Not too long ago, a customer contacted us with alarming news - a C-level executive in their organization had fallen victim to a phishing attack. Since they're using the Paubox Email API, they wanted to know if we had any additional solutions for email security that could help them.
I asked our customer contact if they had access to any emails from the phishing attack they could send us for diagnosis. Minutes later, I got a few. This post explains how we helped them with their phishing problems.
Problems with Microsoft 365 Email Security
As we've seen many times this year, HIPAA organizations (Covered Entities and Business Associates) are submitting HIPAA Email Breach reports to the HHS Wall of Shame because of successful phishing attacks.
An alarming number of those successful phishing attacks are happening to organizations using Microsoft 365 for email.
Although Microsoft 365 does include email security in its offering, it's clearly not enough. In the past 4 months alone, we've seen evidence of that here, here, here, here, and here.

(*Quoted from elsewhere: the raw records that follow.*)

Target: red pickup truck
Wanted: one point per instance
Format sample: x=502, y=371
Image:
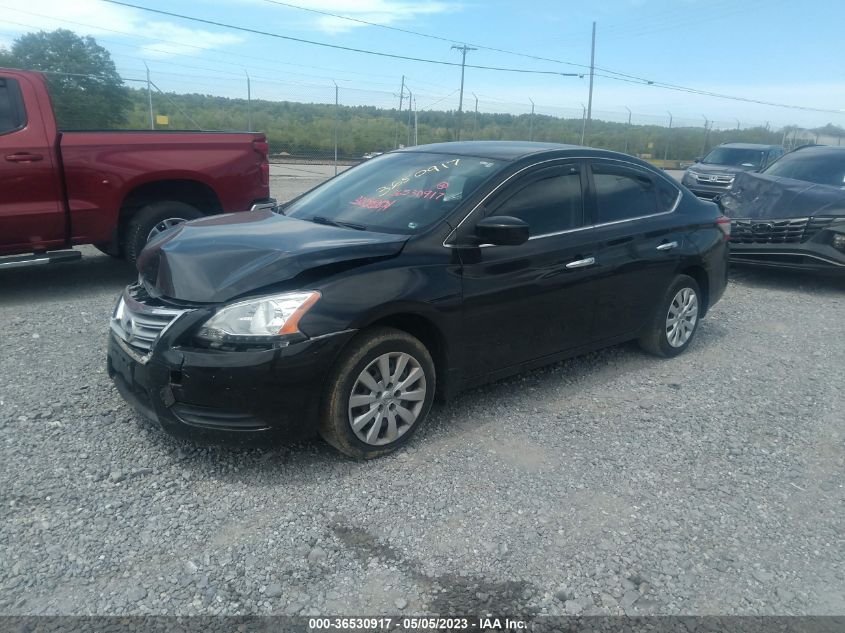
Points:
x=113, y=189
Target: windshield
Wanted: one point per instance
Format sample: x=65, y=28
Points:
x=823, y=169
x=405, y=192
x=735, y=157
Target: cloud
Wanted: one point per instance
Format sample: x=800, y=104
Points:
x=382, y=12
x=95, y=18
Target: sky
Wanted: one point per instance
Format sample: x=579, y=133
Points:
x=777, y=51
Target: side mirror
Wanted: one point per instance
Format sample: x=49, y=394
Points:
x=502, y=230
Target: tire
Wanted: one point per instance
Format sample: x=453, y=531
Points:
x=365, y=355
x=148, y=218
x=661, y=338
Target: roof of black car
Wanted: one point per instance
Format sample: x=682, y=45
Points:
x=748, y=145
x=497, y=150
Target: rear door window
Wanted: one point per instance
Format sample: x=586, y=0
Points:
x=12, y=113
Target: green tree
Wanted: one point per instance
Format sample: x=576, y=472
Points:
x=86, y=90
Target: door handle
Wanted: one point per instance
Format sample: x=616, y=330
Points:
x=581, y=263
x=23, y=157
x=667, y=246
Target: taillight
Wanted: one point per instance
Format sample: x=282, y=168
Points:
x=263, y=150
x=724, y=224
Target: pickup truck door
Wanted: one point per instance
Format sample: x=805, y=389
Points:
x=32, y=215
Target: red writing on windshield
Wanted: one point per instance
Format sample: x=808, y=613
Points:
x=373, y=203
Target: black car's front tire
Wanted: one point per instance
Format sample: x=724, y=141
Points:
x=675, y=320
x=378, y=393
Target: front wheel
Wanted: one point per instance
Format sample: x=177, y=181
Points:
x=151, y=220
x=675, y=321
x=378, y=394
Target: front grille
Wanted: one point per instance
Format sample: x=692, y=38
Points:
x=817, y=224
x=789, y=231
x=138, y=322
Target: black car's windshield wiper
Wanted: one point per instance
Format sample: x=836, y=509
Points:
x=319, y=219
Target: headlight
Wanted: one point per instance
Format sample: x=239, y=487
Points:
x=263, y=319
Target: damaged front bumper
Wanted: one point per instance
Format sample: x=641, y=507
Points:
x=248, y=396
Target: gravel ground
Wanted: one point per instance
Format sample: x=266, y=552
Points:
x=608, y=484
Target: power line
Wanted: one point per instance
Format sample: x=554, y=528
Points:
x=335, y=46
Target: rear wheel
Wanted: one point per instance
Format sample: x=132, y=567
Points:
x=378, y=394
x=675, y=321
x=151, y=220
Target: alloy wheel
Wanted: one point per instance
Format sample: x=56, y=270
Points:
x=682, y=317
x=387, y=398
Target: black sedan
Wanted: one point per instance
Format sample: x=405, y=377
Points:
x=418, y=273
x=792, y=215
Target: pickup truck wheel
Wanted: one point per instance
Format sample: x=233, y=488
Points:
x=153, y=219
x=378, y=394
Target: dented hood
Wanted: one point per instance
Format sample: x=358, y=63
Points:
x=762, y=196
x=219, y=258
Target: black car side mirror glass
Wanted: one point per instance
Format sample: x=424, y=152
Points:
x=502, y=230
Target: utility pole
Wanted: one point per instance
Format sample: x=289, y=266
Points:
x=416, y=124
x=592, y=72
x=336, y=114
x=531, y=121
x=401, y=98
x=248, y=102
x=583, y=122
x=150, y=97
x=668, y=140
x=475, y=118
x=464, y=50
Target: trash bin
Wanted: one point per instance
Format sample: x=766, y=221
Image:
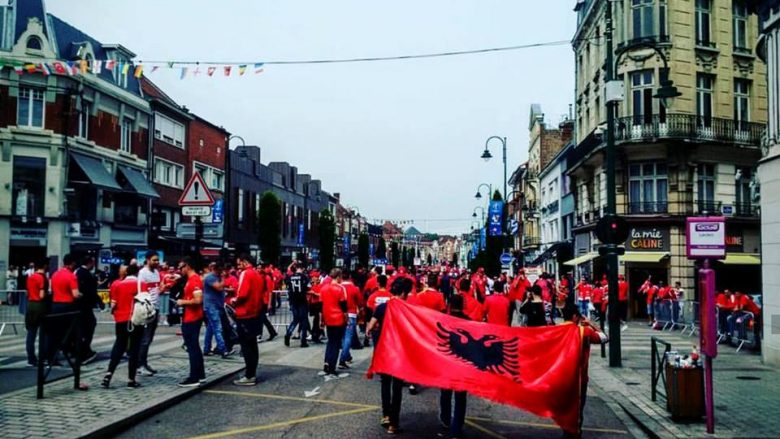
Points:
x=684, y=392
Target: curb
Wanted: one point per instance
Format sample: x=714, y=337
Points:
x=120, y=424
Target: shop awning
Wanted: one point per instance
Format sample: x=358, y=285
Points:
x=644, y=256
x=552, y=250
x=138, y=182
x=95, y=171
x=742, y=259
x=582, y=259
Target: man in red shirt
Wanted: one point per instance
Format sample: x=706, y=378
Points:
x=497, y=308
x=354, y=303
x=247, y=304
x=37, y=289
x=428, y=297
x=65, y=291
x=334, y=316
x=128, y=337
x=623, y=299
x=192, y=301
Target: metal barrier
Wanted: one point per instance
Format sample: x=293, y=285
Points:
x=658, y=364
x=52, y=340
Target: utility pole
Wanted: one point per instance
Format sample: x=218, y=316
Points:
x=613, y=314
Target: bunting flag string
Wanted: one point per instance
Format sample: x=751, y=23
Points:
x=137, y=70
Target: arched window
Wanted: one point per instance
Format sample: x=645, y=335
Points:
x=34, y=43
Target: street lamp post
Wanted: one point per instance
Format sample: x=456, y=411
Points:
x=666, y=94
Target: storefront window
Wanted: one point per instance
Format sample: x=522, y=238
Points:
x=29, y=180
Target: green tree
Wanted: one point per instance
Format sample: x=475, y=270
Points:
x=363, y=247
x=395, y=255
x=381, y=249
x=327, y=240
x=493, y=247
x=270, y=223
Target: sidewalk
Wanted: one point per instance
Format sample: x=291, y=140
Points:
x=747, y=394
x=99, y=412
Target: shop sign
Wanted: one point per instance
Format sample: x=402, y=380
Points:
x=648, y=239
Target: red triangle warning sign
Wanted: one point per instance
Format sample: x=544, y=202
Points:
x=196, y=193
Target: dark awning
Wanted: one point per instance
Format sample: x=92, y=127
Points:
x=95, y=171
x=552, y=250
x=138, y=182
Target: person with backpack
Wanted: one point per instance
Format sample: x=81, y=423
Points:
x=192, y=301
x=128, y=336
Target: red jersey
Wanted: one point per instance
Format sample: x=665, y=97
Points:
x=354, y=298
x=122, y=293
x=622, y=290
x=332, y=296
x=249, y=294
x=63, y=283
x=377, y=298
x=35, y=283
x=429, y=298
x=192, y=313
x=497, y=309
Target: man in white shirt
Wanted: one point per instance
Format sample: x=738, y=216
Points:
x=149, y=282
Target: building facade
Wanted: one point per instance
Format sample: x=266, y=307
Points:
x=74, y=159
x=695, y=156
x=768, y=12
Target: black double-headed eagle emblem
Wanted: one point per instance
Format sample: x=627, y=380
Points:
x=488, y=353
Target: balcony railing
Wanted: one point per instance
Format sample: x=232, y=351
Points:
x=690, y=127
x=708, y=207
x=642, y=207
x=745, y=209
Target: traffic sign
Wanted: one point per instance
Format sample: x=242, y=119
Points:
x=196, y=210
x=196, y=193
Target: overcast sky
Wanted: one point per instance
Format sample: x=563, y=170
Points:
x=398, y=139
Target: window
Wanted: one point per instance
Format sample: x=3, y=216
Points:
x=706, y=187
x=704, y=99
x=741, y=103
x=30, y=107
x=168, y=173
x=126, y=136
x=647, y=188
x=642, y=96
x=642, y=18
x=168, y=130
x=740, y=15
x=703, y=13
x=29, y=181
x=663, y=29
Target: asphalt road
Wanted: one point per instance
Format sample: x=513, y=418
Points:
x=347, y=407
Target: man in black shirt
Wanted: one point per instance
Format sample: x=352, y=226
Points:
x=89, y=299
x=298, y=285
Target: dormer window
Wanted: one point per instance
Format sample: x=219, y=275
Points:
x=34, y=43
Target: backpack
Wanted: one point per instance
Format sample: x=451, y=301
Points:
x=143, y=309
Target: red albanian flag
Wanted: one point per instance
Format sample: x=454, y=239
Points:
x=534, y=369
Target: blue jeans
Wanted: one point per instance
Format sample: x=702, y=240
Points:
x=335, y=335
x=300, y=317
x=346, y=343
x=213, y=316
x=454, y=419
x=191, y=333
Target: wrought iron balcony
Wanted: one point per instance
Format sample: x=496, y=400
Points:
x=688, y=127
x=652, y=207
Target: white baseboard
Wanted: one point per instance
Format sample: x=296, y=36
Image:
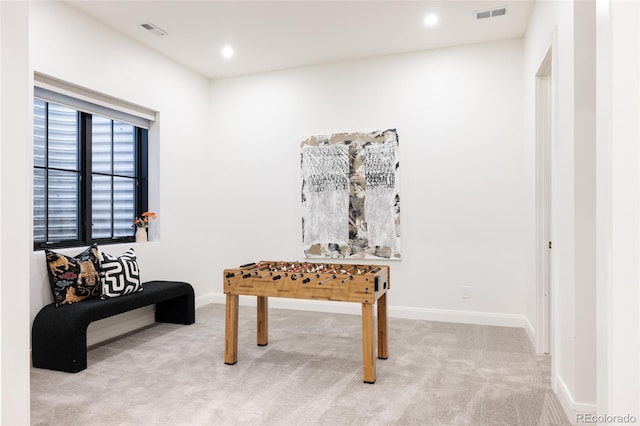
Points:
x=111, y=327
x=405, y=312
x=117, y=325
x=571, y=407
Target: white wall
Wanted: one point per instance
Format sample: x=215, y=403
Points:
x=552, y=26
x=466, y=196
x=15, y=181
x=619, y=214
x=73, y=47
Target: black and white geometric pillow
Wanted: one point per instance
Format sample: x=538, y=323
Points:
x=120, y=275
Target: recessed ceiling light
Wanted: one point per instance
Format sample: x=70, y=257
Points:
x=431, y=20
x=227, y=52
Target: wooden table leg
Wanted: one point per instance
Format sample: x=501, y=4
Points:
x=263, y=321
x=383, y=348
x=231, y=330
x=368, y=351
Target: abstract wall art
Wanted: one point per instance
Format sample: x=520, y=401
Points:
x=350, y=196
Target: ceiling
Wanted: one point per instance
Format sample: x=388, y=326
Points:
x=271, y=35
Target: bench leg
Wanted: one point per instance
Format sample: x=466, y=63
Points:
x=180, y=310
x=60, y=350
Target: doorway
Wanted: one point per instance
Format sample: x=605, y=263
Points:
x=544, y=242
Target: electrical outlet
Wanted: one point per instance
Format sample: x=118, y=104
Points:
x=466, y=292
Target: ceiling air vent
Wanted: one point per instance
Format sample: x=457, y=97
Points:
x=490, y=13
x=153, y=28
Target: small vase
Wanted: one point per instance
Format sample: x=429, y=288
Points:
x=141, y=235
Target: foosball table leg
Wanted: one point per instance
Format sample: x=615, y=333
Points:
x=368, y=338
x=231, y=330
x=383, y=348
x=263, y=320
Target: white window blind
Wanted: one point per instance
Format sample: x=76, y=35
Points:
x=60, y=92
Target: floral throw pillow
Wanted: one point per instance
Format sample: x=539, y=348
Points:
x=120, y=275
x=76, y=278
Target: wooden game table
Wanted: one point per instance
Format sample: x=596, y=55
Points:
x=365, y=284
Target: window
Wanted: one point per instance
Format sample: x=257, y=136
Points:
x=90, y=175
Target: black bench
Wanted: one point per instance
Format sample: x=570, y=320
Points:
x=59, y=334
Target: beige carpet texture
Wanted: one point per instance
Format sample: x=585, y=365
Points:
x=310, y=373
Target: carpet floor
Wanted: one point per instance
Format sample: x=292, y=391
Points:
x=310, y=373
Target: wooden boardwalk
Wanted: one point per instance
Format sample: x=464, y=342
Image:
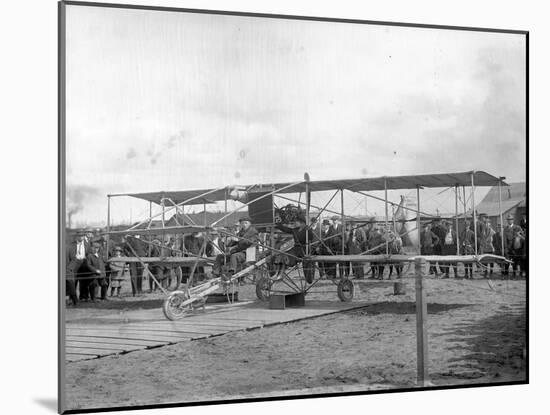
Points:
x=145, y=329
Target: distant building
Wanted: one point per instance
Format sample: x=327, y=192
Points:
x=513, y=202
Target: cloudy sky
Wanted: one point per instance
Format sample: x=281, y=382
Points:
x=168, y=101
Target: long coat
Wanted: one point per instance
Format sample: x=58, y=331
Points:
x=356, y=241
x=95, y=263
x=301, y=236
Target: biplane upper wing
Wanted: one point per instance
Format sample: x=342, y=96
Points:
x=194, y=197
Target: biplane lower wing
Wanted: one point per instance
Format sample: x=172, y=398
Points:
x=174, y=260
x=486, y=258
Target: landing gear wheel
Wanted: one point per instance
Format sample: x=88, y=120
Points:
x=346, y=289
x=172, y=308
x=263, y=288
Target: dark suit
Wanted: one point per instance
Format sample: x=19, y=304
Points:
x=302, y=238
x=193, y=245
x=449, y=249
x=356, y=242
x=77, y=268
x=73, y=266
x=95, y=268
x=328, y=248
x=136, y=268
x=337, y=241
x=237, y=250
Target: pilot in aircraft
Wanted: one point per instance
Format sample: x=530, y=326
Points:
x=302, y=237
x=235, y=251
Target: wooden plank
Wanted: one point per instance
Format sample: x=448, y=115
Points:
x=73, y=357
x=139, y=329
x=139, y=335
x=91, y=351
x=129, y=342
x=198, y=329
x=101, y=345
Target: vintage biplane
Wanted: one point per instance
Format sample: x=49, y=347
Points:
x=263, y=203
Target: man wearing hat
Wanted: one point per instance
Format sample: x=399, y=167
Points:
x=235, y=252
x=135, y=244
x=337, y=240
x=328, y=248
x=510, y=230
x=302, y=237
x=75, y=256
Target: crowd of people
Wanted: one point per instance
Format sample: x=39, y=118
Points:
x=89, y=275
x=439, y=238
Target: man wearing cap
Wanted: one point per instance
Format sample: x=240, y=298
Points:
x=134, y=244
x=75, y=254
x=236, y=251
x=95, y=268
x=337, y=232
x=302, y=237
x=510, y=230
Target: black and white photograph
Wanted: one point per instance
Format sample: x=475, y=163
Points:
x=261, y=206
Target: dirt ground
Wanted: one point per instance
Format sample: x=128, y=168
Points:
x=476, y=334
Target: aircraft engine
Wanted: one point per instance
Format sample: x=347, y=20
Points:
x=238, y=195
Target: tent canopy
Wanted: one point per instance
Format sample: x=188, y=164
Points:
x=197, y=197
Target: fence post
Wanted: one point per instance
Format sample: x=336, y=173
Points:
x=421, y=321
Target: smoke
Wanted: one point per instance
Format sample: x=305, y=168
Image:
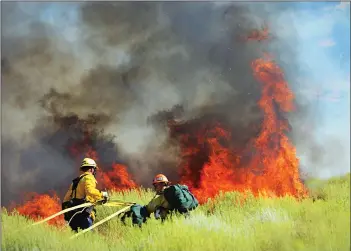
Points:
x=121, y=69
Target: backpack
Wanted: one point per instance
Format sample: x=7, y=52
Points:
x=138, y=214
x=180, y=198
x=75, y=202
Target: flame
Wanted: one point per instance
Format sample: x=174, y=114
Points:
x=209, y=167
x=41, y=206
x=118, y=179
x=210, y=163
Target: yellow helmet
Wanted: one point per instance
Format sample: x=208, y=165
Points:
x=89, y=162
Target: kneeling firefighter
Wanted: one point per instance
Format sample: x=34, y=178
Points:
x=169, y=198
x=82, y=190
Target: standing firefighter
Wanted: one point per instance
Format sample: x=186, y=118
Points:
x=169, y=198
x=82, y=190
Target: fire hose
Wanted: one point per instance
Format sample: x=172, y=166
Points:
x=109, y=203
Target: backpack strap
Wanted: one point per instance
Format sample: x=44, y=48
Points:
x=75, y=185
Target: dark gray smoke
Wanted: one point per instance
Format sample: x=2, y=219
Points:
x=117, y=67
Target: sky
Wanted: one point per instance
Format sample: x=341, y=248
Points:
x=323, y=31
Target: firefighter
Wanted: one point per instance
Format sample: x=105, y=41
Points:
x=159, y=205
x=83, y=189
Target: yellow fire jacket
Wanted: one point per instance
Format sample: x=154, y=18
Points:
x=86, y=189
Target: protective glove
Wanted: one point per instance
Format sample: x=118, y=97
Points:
x=105, y=195
x=157, y=214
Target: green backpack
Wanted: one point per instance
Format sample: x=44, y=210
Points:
x=138, y=214
x=180, y=198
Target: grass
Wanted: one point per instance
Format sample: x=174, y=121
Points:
x=319, y=223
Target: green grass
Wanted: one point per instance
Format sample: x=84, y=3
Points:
x=319, y=223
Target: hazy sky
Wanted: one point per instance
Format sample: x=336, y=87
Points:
x=323, y=32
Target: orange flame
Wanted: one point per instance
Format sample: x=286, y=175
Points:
x=273, y=169
x=210, y=163
x=42, y=206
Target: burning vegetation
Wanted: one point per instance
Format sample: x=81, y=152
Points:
x=215, y=153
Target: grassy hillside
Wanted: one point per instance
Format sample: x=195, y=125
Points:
x=320, y=223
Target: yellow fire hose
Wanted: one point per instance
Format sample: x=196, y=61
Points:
x=88, y=204
x=110, y=203
x=102, y=221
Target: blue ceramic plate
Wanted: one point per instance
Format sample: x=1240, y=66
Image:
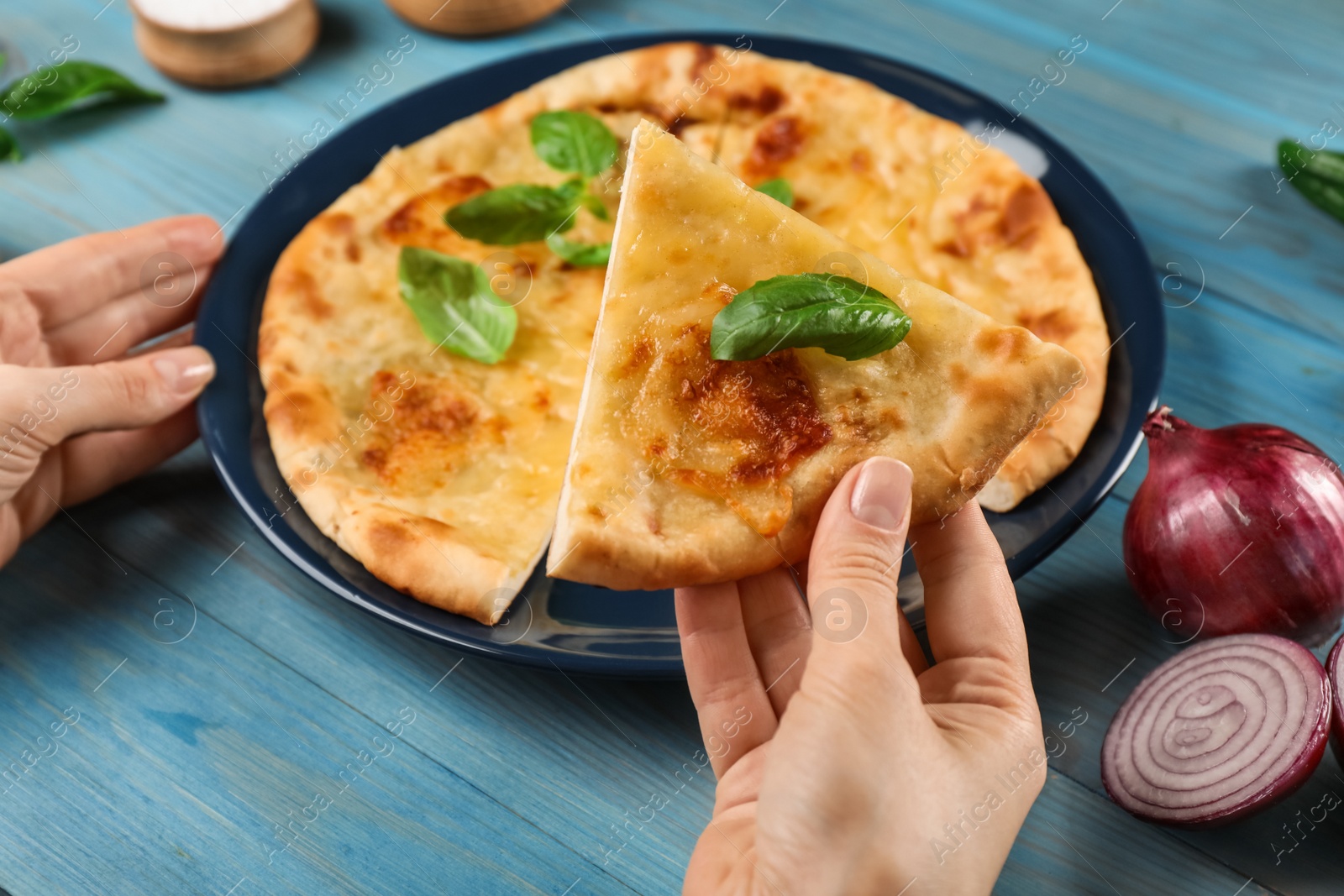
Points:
x=633, y=634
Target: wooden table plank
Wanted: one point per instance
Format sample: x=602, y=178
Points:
x=181, y=759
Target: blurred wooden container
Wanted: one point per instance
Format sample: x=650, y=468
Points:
x=474, y=16
x=230, y=55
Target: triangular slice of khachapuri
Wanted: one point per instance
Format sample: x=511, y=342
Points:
x=687, y=470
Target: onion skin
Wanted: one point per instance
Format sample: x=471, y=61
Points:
x=1332, y=672
x=1187, y=674
x=1236, y=530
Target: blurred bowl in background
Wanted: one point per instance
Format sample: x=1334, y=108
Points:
x=468, y=18
x=225, y=43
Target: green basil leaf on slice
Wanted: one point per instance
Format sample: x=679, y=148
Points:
x=800, y=311
x=575, y=141
x=67, y=85
x=517, y=214
x=779, y=190
x=580, y=254
x=8, y=147
x=456, y=308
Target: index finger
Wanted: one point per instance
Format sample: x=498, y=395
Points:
x=71, y=278
x=730, y=699
x=971, y=605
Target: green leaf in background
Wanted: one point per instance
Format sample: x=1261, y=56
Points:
x=779, y=190
x=1317, y=175
x=517, y=214
x=800, y=311
x=71, y=83
x=575, y=141
x=8, y=147
x=456, y=308
x=580, y=254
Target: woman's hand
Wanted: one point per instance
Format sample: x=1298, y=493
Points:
x=846, y=763
x=77, y=416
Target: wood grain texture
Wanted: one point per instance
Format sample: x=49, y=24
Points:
x=510, y=781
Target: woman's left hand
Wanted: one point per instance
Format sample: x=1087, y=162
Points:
x=78, y=414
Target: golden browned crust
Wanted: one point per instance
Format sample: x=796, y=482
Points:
x=437, y=473
x=333, y=324
x=937, y=203
x=952, y=401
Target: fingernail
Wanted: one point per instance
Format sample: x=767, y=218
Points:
x=185, y=369
x=882, y=495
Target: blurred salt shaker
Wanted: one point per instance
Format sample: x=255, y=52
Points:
x=225, y=43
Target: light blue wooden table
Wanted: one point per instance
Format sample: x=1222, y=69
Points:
x=217, y=691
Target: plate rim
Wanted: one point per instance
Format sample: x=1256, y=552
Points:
x=777, y=46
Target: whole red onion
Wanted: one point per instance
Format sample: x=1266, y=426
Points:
x=1236, y=530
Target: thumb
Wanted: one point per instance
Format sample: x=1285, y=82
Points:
x=128, y=394
x=855, y=563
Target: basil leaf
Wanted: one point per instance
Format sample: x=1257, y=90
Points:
x=456, y=308
x=8, y=147
x=779, y=190
x=799, y=311
x=76, y=83
x=1316, y=174
x=575, y=141
x=580, y=254
x=517, y=214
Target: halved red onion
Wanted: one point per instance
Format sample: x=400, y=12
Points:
x=1332, y=672
x=1218, y=731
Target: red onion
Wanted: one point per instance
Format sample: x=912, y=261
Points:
x=1236, y=530
x=1222, y=730
x=1332, y=672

As you may have guessed, our customer also used Microsoft 365 for corporate email.
Inspecting the Phishing Attack
When we inspected the phishing attack, we immediately saw that someone in Finance, let's call them CFO, got an email purportedly from their CEO, asking to setup a payment to a vendor.
The "from" email address, although it contained the CEO's name, was actually sent from a domain name called office-secure-ssl-mail-apps-server1099-portal.management.
With names removed, it looked like this: -- From: CEO [email@example.com] Sent: Thursday, June 28, 2018 10:26 AM To: CFO Subject: Payment CFO, Can we setup payment to a vendor today ? -- In larger organizations, it only takes a few minutes of scraping the internet to discover names for the entire C-Suite management team.
Since the attacker already had first and last names of the CFO and CEO, they relied on urgency, notice they used the word today, to exploit the attack.
SEE ALSO: How do I identify my domain host?
DomainAge: An Effective Method to Combat Phishing Attacks
Phishing attacks like this are nothing new, although Microsoft 365's repeated inability to stop them is.
Here's why this Phishing attack evaded Microsoft 365:
- The email came from a domain called office-secure-ssl-mail-apps-server1099-portal.management.
- At the time the email was sent, the domain and the IP behind it were not on any blacklists. In other words, office-secure-ssl-mail-apps-server1099-portal.management had a neutral reputation on the internet.
- Within 4-6 hours, most security providers will catch on this domain and blacklist it.
- But before that happens, the attackers have already registered more domain names and are repeating the same attack under a new, neutral domain name. As an aside, there are domain registrars out there that allow automated domain name registration, which is a topic all unto itself.
- The process repeats over and over again. Using standard detection methods, the good guys can never catch up.
What if however, you thought about things differently? Due to our deep domain expertise in email, we've already built solutions to phishing attacks like these. One of them is a powerful tool we've built in-house called DomainAge.
DomainAge is part of Paubox Email Suite Plus and Premium.
Here's how DomainAge works:
- The same email comes from a domain called office-secure-ssl-mail-apps-server1099-portal.management.
- Paubox does a quick check on the age of the domain.
- Turns out the domain was registered the day before the email was sent.
- Why would anyone be sending email like this from a domain name that was registered yesterday? Paubox immediately Quarantines the email, preventing it from reaching the recipient's inbox.
- Phishing attack stopped in its tracks.
Conclusion: Paubox <> Microsoft 365 Integration
We were able to help our customer with their phishing problems by wrapping our HIPAA compliant email solution around their Microsoft 365 setup. With proper preparation, we could set up Inbound Email security for their organization in under 30 minutes.